Kenneth Klein, a professor at California Western School of Law in San Diego, says one possible solution would be to force insurers to offer policies covering all potential disasters, at the same price, in all parts of a state. This would truly pool risk, make coverage more affordable and protect insurers from being undercut by competitors. Such an approach could solve California’s Proposition 103 problem, setting sustainable insurance rates that keep consumers and companies happy, at least for the short term.

But it wouldn’t address the long-term problem of climate change making some parts of the country not just uninsurable but uninhabitable. For such areas, the only long-term solution is “managed retreat,” the process of slowly moving people to safer places.

For a long time, the obvious candidates for such retreat have been some coastal communities at risk of annihilation by storms and sea-level rise.

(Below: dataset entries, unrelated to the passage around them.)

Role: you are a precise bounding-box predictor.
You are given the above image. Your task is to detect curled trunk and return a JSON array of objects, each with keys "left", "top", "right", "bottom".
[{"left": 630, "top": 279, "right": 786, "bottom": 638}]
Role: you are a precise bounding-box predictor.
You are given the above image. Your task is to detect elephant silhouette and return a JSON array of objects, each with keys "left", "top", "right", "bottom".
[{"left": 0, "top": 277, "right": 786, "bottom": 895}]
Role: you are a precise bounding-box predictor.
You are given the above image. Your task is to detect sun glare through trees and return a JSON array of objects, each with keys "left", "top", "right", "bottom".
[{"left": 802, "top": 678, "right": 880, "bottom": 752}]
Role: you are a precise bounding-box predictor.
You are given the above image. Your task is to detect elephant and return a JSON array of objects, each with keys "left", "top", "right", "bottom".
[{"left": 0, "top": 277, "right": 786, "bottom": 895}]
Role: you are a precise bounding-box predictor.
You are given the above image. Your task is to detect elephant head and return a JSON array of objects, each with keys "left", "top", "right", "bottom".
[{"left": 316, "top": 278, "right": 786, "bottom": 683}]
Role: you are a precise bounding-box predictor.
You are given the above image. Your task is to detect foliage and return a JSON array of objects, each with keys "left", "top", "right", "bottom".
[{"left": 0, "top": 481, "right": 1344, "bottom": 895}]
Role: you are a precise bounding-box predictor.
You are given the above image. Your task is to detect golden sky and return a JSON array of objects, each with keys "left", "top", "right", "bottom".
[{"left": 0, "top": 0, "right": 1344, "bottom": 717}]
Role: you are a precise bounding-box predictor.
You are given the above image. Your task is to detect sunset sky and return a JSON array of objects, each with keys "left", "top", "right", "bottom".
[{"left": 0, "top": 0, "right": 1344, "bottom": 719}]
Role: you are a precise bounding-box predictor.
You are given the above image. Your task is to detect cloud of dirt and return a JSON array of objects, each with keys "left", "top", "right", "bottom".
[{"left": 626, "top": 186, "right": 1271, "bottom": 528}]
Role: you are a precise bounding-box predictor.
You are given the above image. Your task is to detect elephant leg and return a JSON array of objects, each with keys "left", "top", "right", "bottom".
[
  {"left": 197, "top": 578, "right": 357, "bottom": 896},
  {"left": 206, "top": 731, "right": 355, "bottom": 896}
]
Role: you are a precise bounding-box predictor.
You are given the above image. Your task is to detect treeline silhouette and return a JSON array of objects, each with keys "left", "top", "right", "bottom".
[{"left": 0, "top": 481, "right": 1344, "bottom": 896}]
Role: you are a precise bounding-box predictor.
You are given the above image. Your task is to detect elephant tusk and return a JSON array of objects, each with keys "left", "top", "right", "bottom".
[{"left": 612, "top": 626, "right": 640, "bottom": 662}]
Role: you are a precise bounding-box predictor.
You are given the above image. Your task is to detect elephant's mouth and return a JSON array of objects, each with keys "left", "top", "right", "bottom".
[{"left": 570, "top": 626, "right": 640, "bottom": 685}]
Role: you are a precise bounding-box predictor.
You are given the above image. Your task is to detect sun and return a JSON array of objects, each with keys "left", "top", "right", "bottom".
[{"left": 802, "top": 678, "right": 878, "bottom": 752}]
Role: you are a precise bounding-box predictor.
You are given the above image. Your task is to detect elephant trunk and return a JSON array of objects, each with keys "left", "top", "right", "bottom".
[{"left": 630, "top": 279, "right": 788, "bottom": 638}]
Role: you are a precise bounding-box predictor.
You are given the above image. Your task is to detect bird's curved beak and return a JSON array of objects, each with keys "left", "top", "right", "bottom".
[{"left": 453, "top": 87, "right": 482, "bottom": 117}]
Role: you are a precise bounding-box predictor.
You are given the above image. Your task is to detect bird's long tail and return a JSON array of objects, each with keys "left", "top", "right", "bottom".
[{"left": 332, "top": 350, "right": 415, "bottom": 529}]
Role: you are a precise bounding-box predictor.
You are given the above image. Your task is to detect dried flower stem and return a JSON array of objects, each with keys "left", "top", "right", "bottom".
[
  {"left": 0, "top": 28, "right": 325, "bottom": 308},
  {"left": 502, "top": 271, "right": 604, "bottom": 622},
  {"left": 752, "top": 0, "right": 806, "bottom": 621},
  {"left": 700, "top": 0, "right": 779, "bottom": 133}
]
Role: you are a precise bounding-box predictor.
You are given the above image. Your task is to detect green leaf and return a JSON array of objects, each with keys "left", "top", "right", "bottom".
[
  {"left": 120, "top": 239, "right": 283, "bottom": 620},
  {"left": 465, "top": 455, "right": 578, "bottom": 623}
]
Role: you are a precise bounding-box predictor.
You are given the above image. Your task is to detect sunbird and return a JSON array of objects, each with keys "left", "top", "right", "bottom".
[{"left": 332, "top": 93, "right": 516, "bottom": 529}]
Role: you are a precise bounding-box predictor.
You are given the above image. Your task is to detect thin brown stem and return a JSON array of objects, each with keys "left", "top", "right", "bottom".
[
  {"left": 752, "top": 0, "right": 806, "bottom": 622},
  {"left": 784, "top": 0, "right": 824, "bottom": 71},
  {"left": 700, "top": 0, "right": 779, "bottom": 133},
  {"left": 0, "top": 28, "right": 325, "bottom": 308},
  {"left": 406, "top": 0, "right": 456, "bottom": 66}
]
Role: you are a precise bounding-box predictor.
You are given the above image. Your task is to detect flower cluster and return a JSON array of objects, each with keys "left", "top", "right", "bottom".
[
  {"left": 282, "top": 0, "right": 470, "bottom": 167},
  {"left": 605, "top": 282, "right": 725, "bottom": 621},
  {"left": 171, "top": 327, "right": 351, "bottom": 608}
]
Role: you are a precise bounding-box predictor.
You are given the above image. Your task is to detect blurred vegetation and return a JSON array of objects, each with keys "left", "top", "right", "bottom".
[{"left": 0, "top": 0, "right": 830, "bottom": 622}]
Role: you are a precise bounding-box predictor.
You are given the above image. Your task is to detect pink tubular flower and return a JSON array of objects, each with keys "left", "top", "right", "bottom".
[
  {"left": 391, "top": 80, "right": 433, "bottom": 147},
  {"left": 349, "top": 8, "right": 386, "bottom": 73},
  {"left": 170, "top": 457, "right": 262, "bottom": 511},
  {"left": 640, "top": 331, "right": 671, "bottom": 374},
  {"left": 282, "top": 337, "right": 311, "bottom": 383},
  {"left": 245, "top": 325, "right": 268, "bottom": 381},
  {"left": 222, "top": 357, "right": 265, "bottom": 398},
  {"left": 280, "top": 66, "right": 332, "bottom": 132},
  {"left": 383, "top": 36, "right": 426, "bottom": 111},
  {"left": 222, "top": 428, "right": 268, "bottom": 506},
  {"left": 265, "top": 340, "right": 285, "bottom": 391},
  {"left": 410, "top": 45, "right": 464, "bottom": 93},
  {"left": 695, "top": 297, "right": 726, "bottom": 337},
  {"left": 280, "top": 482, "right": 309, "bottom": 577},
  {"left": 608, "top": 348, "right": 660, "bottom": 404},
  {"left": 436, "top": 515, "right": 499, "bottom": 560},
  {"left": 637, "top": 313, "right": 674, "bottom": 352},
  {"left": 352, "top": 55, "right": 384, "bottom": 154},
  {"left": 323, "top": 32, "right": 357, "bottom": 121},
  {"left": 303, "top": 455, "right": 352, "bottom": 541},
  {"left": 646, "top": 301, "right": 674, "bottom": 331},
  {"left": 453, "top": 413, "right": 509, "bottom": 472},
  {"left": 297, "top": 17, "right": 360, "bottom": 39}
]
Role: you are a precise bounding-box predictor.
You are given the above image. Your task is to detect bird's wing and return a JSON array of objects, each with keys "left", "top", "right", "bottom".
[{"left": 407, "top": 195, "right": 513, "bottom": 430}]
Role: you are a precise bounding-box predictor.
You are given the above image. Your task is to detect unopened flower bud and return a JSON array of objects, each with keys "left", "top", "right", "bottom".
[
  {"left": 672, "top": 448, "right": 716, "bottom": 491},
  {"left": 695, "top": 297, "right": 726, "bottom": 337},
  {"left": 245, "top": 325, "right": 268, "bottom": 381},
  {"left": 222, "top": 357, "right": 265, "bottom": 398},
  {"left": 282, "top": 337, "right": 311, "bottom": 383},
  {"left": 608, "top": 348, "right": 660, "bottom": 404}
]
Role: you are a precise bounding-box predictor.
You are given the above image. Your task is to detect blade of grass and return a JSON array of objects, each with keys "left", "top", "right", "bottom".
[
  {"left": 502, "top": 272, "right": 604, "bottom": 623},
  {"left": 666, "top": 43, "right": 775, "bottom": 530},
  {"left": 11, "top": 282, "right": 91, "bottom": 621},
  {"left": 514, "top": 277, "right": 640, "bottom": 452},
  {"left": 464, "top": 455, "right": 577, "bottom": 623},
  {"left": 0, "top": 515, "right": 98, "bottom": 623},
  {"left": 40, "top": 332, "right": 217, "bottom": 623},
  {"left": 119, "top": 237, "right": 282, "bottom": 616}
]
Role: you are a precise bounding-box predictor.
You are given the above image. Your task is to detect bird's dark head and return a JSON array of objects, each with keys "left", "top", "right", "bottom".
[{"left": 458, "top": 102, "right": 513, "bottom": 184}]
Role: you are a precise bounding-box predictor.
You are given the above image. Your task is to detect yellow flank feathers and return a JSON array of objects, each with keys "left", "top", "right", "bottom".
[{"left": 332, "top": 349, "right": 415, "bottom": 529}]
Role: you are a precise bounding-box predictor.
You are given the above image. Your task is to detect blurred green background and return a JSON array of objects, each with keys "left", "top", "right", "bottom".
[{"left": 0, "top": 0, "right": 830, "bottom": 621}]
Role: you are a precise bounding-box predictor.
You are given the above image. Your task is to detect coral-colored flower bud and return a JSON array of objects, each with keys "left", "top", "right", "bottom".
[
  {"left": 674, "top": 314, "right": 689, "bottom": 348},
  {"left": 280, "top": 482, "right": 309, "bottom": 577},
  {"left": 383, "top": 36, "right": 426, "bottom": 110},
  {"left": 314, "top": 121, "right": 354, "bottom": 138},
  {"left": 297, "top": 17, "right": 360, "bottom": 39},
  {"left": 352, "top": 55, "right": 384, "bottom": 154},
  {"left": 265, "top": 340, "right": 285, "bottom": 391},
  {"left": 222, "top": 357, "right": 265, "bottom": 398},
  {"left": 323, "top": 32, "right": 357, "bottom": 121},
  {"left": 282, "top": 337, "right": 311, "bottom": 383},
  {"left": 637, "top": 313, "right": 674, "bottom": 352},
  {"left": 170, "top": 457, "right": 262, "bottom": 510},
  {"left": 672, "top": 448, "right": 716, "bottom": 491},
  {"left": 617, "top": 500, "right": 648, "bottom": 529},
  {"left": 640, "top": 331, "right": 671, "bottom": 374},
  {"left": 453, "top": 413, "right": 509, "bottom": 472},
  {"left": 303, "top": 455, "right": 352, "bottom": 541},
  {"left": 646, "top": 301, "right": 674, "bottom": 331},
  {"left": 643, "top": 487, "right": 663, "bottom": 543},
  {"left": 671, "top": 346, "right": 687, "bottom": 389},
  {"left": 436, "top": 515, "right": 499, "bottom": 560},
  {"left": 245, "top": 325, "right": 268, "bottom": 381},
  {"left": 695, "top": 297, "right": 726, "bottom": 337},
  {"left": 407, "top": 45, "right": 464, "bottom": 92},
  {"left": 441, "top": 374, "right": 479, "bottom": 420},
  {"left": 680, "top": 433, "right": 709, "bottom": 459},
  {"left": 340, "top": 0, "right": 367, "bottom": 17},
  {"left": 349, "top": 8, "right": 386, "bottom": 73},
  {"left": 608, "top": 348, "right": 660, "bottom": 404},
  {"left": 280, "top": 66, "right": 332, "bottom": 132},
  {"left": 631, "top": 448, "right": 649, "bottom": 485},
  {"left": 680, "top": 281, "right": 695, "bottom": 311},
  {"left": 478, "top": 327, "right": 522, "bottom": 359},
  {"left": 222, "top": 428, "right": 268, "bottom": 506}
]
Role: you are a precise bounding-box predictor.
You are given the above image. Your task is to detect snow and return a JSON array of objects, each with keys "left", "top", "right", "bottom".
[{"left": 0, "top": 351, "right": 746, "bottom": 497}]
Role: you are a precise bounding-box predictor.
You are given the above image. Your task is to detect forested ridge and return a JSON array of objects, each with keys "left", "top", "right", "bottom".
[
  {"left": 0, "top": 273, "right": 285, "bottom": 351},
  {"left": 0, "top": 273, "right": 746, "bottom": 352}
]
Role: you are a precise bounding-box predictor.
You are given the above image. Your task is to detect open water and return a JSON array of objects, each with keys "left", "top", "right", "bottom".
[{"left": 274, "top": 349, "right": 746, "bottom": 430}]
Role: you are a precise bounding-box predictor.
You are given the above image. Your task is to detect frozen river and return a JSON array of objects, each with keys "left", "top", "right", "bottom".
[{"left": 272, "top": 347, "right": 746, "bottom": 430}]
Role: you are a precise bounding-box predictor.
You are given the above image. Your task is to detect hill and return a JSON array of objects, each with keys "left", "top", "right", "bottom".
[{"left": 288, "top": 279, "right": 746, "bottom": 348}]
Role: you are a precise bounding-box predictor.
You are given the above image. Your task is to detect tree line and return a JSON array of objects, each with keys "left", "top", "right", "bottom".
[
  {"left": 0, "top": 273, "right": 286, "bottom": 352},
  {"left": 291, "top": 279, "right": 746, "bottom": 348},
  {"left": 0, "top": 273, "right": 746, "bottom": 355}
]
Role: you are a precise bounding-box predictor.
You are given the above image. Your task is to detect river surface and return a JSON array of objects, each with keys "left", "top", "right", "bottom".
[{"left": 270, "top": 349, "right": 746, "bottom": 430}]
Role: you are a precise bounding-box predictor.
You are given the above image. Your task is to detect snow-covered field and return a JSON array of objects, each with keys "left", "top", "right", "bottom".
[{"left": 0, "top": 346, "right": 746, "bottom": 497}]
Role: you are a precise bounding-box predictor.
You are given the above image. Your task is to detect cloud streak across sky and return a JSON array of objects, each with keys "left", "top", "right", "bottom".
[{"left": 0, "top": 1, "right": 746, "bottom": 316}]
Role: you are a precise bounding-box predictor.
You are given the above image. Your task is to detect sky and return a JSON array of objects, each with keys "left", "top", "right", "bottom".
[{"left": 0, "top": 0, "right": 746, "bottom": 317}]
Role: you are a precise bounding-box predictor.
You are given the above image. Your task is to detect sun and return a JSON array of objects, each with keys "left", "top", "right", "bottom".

But managed retreat is already becoming necessary on dry land.

Arizona took an important step in this direction last week, curtailing development of fast-growing Phoenix exurbs that lack an adequate water supply. It’s a welcome acknowledgement that climate change and perpetual misuse have left the Colorado River and groundwater reserves unable to support unlimited human settlement in such a scorched place.

A retreat from vulnerable areas that doesn’t punish economically vulnerable populations, leaving them homeless, will be difficult to manage. It will require more of the realism Arizona just displayed, a government willingness to pay homeowners to move, along with some “Yes In My Backyard” thinking that the entire country will need to make affordable housing plentiful in safe areas.

The alternative is a status quo of insurers continuing to take huge losses, homeowners and governments getting stuck with billions of dollars in uncovered damage claims and harsh market judgments that hang the poor and middle class out to dry. Retreat is in our future. We still have the power to choose whether it’s panicked or orderly.

Mark Gongloff is a Bloomberg Opinion editor and columnist covering climate change. A former managing editor of Fortune.com, he ran the HuffPost’s business and technology coverage and was a reporter and editor for the Wall Street Journal.